Transactions on Evolutionary Computation (TECV) has published our paper on Benchmarking Optimization Algorithms for Auto-Tuning GPU Kernels. This paper uses Kernel Tuner to benchmark 16 different optimization algorithms for auto-tuning. We also introduce the concept of a Fitness Flow Graph (FFG) that captures some of the structure of the auto-tuning search space. The FFG allows us to calculate how what paths lead to each point in the space. We use this to define a novel metric that provides a measure of how difficult it is for an optimization algorithm to find a near-optimal configuration in the search space.
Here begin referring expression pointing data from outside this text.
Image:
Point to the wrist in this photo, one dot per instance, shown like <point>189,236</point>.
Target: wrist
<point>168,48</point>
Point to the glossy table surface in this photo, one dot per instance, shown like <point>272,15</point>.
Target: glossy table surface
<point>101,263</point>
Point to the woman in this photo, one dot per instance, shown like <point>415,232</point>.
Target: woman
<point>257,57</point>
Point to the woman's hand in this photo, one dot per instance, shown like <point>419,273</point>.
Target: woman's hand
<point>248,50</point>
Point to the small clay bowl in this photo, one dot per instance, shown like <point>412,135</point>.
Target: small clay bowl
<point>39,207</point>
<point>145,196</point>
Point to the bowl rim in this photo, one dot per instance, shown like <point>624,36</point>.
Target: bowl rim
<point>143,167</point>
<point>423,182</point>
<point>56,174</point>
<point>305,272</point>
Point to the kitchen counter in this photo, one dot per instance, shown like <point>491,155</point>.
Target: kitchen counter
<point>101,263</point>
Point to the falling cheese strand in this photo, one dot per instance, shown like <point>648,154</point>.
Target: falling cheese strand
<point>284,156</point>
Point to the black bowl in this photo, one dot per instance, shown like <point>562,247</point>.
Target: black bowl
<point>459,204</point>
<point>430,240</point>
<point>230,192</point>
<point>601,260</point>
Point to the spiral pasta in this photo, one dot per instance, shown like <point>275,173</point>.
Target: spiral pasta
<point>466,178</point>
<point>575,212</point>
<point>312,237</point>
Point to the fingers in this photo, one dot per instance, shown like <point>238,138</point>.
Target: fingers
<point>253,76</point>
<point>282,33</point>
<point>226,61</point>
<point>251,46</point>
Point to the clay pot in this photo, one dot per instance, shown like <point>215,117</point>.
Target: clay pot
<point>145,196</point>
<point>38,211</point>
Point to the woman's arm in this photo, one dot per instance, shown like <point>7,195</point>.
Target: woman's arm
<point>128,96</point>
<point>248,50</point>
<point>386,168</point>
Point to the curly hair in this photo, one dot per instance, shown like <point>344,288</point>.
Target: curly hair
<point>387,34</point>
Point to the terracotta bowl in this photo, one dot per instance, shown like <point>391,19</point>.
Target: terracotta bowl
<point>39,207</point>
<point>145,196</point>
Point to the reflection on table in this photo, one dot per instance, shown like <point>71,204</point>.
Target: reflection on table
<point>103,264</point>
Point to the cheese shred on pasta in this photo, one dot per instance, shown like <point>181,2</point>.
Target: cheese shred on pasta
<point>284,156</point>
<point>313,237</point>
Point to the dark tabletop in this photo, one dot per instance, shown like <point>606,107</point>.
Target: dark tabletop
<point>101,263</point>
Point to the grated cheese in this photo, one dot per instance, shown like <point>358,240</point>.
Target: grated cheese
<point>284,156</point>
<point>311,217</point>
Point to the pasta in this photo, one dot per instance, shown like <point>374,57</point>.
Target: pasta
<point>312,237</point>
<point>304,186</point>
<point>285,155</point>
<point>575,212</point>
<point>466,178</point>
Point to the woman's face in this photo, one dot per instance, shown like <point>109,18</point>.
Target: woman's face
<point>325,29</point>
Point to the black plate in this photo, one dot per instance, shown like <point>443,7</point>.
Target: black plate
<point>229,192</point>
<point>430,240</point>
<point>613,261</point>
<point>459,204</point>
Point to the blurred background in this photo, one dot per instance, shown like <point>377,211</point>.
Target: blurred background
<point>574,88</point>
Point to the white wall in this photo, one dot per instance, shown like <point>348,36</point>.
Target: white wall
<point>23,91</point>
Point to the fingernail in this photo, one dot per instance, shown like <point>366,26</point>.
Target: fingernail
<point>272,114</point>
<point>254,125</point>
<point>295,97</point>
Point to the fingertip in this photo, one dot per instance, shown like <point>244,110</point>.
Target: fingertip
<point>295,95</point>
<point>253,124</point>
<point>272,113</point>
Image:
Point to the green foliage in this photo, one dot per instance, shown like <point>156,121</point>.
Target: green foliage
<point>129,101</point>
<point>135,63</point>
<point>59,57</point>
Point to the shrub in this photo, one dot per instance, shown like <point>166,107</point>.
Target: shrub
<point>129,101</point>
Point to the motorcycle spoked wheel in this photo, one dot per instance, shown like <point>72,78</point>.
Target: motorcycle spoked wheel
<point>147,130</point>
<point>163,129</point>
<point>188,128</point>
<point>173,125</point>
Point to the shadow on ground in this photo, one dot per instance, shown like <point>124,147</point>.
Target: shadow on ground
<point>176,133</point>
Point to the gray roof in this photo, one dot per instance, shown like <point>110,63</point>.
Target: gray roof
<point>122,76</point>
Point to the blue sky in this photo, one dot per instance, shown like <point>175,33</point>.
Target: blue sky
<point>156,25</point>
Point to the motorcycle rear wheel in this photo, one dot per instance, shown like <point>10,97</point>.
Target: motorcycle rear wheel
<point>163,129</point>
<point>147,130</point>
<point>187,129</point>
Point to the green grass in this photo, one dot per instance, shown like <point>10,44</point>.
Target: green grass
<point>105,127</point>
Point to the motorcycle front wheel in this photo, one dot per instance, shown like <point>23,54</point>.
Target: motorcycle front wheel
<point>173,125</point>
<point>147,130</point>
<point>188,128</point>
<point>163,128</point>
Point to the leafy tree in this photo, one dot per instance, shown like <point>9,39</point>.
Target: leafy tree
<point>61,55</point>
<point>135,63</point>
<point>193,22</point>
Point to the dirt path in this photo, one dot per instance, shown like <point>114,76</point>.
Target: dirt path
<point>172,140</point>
Recent years have witnessed phenomenal growth in the application, and capabilities of graphical processing units (GPUs) due to their high parallel computation power at relatively low cost. However, writing a computationally efficient GPU program (kernel) is challenging and, generally, only certain specific kernel configurations lead to significant increases in performance. Auto-tuning is the process of automatically optimizing software for highly efficient execution on a target hardware platform. Auto-tuning is particularly useful for GPU programming, as a single kernel requires retuning after code changes, for different input data, and for different architectures. However, the discrete and nonconvex nature of the search space creates a challenging optimization problem. In this work, we investigate which algorithm produces the fastest kernels if the time-budget for the tuning task is varied. We conduct a survey by performing experiments on 26 different kernel spaces, from nine different GPUs, for 16 different evolutionary black-box optimization algorithms. We then analyze these results and introduce a novel metric based on the PageRank centrality concept as a tool for gaining insight into the difficulty of the optimization problem. We demonstrate that our metric correlates strongly with the observed tuning performance.


Benchmarking optimization algorithms for auto-tuning GPU kernels
R. Schoonhoven, B. van Werkhoven, K. J. Batenburg
IEEE Transactions on Evolutionary Computation

Written by

Richard Schoonhoven

Richard is currently a PhD candidate with the Centrum Wiskunde and Informatica, and the Leiden Institute of Advanced Computer Science. His work focuses on optimizing high-throughput imaging pipelines, both on the software side with gradient-based and blind optimization algorithms, and on the hardware side by tuning GPU kernels. He also works with researchers at the European Synchrotron Radiation Facility, Grenoble, France, and on the low-frequency array pipeline.